Gremese et al. have shown the hypoperfusion in affected areas by the early COVID‐19 pneumonia, and they asserted this situation may be due to microvascular thrombosis rather than classical pulmonary embolism. Another study demonstrated that hyperinflammation and leukotrombosis were the main underlying causes of ARDS patients and high d‐dimer levels with high CRP and ferritin are laboratory findings of this situation. , Although high d‐dimer levels, lung hypoperfusion (due to leukotrombosis) can be detected without pulmonary embolism. Gremese and colleagues suggested that DOAC therapy may be ineffective in leukocyte‐related thrombosis and insufficient to prevent severe COVID‐19 infection. Similarly to these studies, we did not observe a positive effect of using DOAC before the hospital admission in hospitalized COVID‐19 patients. We found a higher rate of ICU admission and higher mortality in the DOAC group.
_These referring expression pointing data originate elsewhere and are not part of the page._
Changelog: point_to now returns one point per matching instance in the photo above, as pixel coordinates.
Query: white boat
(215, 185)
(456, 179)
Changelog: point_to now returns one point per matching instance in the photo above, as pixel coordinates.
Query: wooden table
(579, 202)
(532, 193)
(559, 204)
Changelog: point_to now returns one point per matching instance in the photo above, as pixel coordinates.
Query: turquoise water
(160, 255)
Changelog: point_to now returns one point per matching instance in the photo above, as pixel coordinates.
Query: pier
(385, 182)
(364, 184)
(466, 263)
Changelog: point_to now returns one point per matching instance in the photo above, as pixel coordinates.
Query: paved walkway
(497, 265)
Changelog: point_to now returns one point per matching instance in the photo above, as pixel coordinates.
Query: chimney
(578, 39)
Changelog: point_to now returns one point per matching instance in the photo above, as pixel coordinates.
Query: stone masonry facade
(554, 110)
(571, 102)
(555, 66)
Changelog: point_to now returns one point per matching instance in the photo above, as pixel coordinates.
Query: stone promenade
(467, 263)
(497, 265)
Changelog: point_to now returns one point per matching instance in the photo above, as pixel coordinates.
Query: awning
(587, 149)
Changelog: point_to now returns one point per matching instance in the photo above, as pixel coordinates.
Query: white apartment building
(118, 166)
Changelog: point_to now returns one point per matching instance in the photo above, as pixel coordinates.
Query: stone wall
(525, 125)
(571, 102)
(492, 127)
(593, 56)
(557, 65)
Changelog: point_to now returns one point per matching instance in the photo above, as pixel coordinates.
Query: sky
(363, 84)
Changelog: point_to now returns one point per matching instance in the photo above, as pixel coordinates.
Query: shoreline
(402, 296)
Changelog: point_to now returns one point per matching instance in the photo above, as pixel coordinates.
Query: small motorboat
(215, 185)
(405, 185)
This finding may be explained by the fact that patients using DOAC are older and have more comorbid diseases rather than the use of DOAC. Elderly patients are more fragile and susceptible to COVID‐19 complications, and we also know that comorbid diseases and advanced age are associated with morbidity and mortality in COVID‐19 infection.

Study limitations

This is an observational study and, like all similar studies, there may be some limitations. The single‐centre nature of our study may reduce the effect of different patient populations on outcomes. İnterpretation of the findings might be limited due to the small number of patients on DOAC treatment and selection bias. Missing even a single dose of DOAC drugs will cause a decrease in effective plasma concentrations. Due to its retrospective nature, it is not known that patients on DOAC therapy using their drugs regularly and in effective doses, so effective anticoagulation may not be achieved in these patients and these factors may have an impact on the results. Therefore, randomized, controlled studies with more patients are needed on this subject.

CONCLUSION

In the present study, we observed that using DOAC prior to hospitalization had no protective effect on mortality and intensive care need in hospitalized COVID‐19 patients. Also, since patients who are on DOAC treatment are older and have more comorbid diseases, they should be hospitalized and followed up more closely after the diagnosis of COVID‐19 infection.

DISCLOSURES

The authors declared no conflicts of interest.